SamCoVT / TaliForth2

A Subroutine Threaded Code (STC) ANSI-like Forth for the 65c02
Other
29 stars 7 forks source link

simple peephole optimizer #66

Open patricksurry opened 7 months ago

patricksurry commented 7 months ago

One way we could improve space/cycle performance is to use a very simple peephole optimizer. Common pairs of words of the form ( ... -- n ) ( n -- ... ) can often be replaced by a more efficient compound word which avoid stack operations and replace two jsrs with one. Often the compound word could just be an alternate entry point to an existing word where TOS is already in tmp1 or A/Y registers, and/or a flag is set via CPU flags rather than passed as a stack value.

Examples might be things like ?dup if, 0= if, literal +, literal <, ...

I was thinking about trying a simple implementation where compile tracks the last XP it emitted with its corresponding here. When it compiles the next word, it can check if the new XP2 is part of a compound word (XP, XP2). If not, proceed as before. If so, rewind and process the compound instead.

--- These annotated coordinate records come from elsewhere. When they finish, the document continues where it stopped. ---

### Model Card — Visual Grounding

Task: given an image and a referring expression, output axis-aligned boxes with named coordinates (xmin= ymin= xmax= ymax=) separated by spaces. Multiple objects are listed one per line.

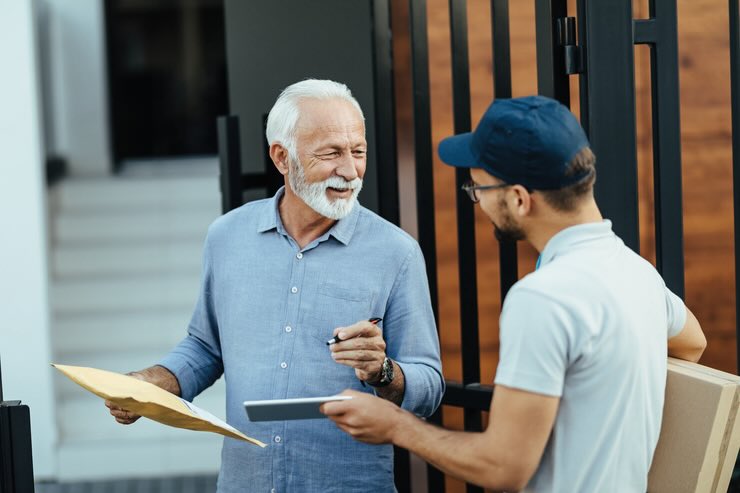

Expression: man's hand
xmin=105 ymin=365 xmax=180 ymax=425
xmin=105 ymin=371 xmax=146 ymax=425
xmin=329 ymin=320 xmax=385 ymax=382
xmin=320 ymin=390 xmax=410 ymax=444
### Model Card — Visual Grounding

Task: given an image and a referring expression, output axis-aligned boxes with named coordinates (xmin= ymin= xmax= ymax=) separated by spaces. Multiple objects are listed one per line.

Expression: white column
xmin=41 ymin=0 xmax=112 ymax=176
xmin=0 ymin=0 xmax=57 ymax=479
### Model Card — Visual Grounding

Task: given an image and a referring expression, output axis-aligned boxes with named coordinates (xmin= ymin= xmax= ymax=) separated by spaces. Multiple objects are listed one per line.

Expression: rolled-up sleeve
xmin=157 ymin=234 xmax=223 ymax=401
xmin=383 ymin=243 xmax=445 ymax=416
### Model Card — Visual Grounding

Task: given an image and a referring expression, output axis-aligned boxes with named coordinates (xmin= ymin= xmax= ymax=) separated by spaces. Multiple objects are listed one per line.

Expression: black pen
xmin=326 ymin=317 xmax=383 ymax=346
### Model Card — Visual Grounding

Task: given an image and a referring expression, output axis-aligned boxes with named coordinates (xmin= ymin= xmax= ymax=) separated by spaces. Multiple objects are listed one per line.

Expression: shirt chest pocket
xmin=303 ymin=282 xmax=381 ymax=342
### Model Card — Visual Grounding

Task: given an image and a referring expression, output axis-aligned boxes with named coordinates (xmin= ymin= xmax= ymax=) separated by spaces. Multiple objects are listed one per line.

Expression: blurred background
xmin=0 ymin=0 xmax=736 ymax=491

This would be a general way of handling literal folding, and would even support longer compound sequences if that was useful (e.g. the compound XP-XP2 could then get rewritten again by a third compound XP-XP2-XP3)

@SamCoVT is this something you'd be interested in? Have you looked at anything along these lines before?

SamCoVT commented 7 months ago

I have written peephole optimizers for compilers for other languages. Tali tends to end up with inx inx followed immediately by dex dex quite often, and it would be wonderful to optimize even that single combination to save 4 bytes and 8 cycles.

One of the biggest issues is going to be that the programmer has access to here. During compiling, the programmer can switch to interpreted mode, access here (perhaps for custom flow control) and then use that later. If here were to be saved right after a word that lays down something like inx inx, then you can't reclaim those - if you do, then the place that jumps to here will jump to the wrong location.

Writing a post-compiling peephole optimizer would be super difficult because Tali allows mixing of data and opcodes in a word and Tali would not be able to detect words created with CREATE/DOES>. You could imagine a LITERAL created with the value $E8E8 (looks like inx inx) that is followed immediately by a word that starts with dex dex, just as an example.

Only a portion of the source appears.